What is needed to ride out the capital markets storm

R. Y. Narayanan | | Updated on: Mar 12, 2018

The week gone by was notable for two developments regarding the MF sector. One was the report by Crisil-S&P Dow Jones Indices on the performance of the MF sector in the past five years. The other was the observation on SEBI's steps to revive the MF industry by Quantum MF.

The Crisil-S&P DJI report brought to light that a majority of the actively managed equity mutual funds had underperformed their respective benchmark indices over the past five years ended June 2012.

The Quantum MF report, referring to the changes being proposed by SEBI, felt the steps would breathe some life into the industry that has not been able to mobilise savings from investors.

The issue is whether the investors are willing to put their hard earned money into the capital markets. The market witnessed a surge with the Sensex rising 337 points on Friday because of the Draghi effect after the ECB chief outlined readiness to buy unlimited quantity of bonds. But the crucial issue is what the German Federal Constitutional Court would pronounce on September 12 on the European Stability Mechanism or the permanent bailout fund and the fiscal pact for the euro. If the verdict goes against the German Government, there could be chaos on both the economic and political fronts that would spill beyond Germany’s borders.

The court would rule on an appeal that by endorsing the €500 billion ($610 billion) ESM and the fiscal pact (to enforce debt reductions), Germany will let go much of its sovereignty and power to decide what to do with taxpayers' money.

It is events such as these which are making capital market investors not to bet on the long term but live for every day.

In an interview to Business Line , S. Karthikeyan, Professor-Finance, Jansons School of Business, Coimbatore, said the reluctance to invest was not uniform across all investor segments. The experienced, who “stayed calm and stayed invested” across many market crisis in the recent past, have learnt from their experience. The inexperienced are investing since they have no fear. Only those with a little experience are fearful. But as the Indian economy has been on a growth path only for a decade or so their number is far higher.

On the steps that the Government should take to revive the economy, he said: “At this juncture, FDI in retail/insurance may be the last thing the investors need”. The Government should take steps to activate the economy such as diesel price hike, faster clearances of investment projects in power/coal sector. A falling GDP and increasing fiscal deficit was not a perfect recipe for drawing investments from both within and outside the country.
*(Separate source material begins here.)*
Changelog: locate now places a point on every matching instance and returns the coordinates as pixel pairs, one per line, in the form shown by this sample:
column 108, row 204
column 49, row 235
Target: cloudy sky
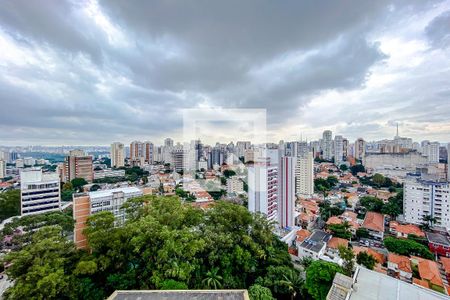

Asked whether the revival of the markets could precede that of the revival of the economy, Karthikeyan said “investment theories say like that” and it had happened in the past. If the fall was because of economic cycle, a reasonable prediction on recovery could be made. But the present scenario “is government made”. Inaction will lead to a wait till 2014. Election and a possibility of mandate are likely to bring scope for revival. It is the forward looking people (legendary investors) who will predict the revival of the economy.

On the dismal performance of a large number of even blue-chip MF schemes over a 1-5 year period with many falling even behind their benchmarks, Karthikeyan, who is also a Director in Coimbatore Capital Ltd, said this reflected the inexperience of the fund managers who failed to understand that “missing an opportunity is less insignificant than that of investing in a loser”. What holds good for investor was also “good for fund manager and fund houses” and they should realise they could not create non existent investment opportunities.

Responding to a question on what taxation measures the Government could take to revive the capital markets, he felt this would work when the real business was active. But the problem now was performance. The Government must promote investment culture and target non-investors. What was needed was cultivating the investment habit in the minds of the savers and the regulator, exchanges and the government must concentrate on training in `investment process than procedure’.

Karthikeyan, quizzed on what was preferable — a liquidity driven rally or that driven by fundamental strength of the economy, said “fundamentals-driven rally is preferred”.

Liquidity driven rally could not be avoided but much of the liquidity driven rally “may not sustain” and it was a “risky bet”. While some make money in that, investors must recognise that it “happened because of luck and boldness, not skill”.

There is “no reasonable alternative to the sound investment decisions in the long run”, he concluded.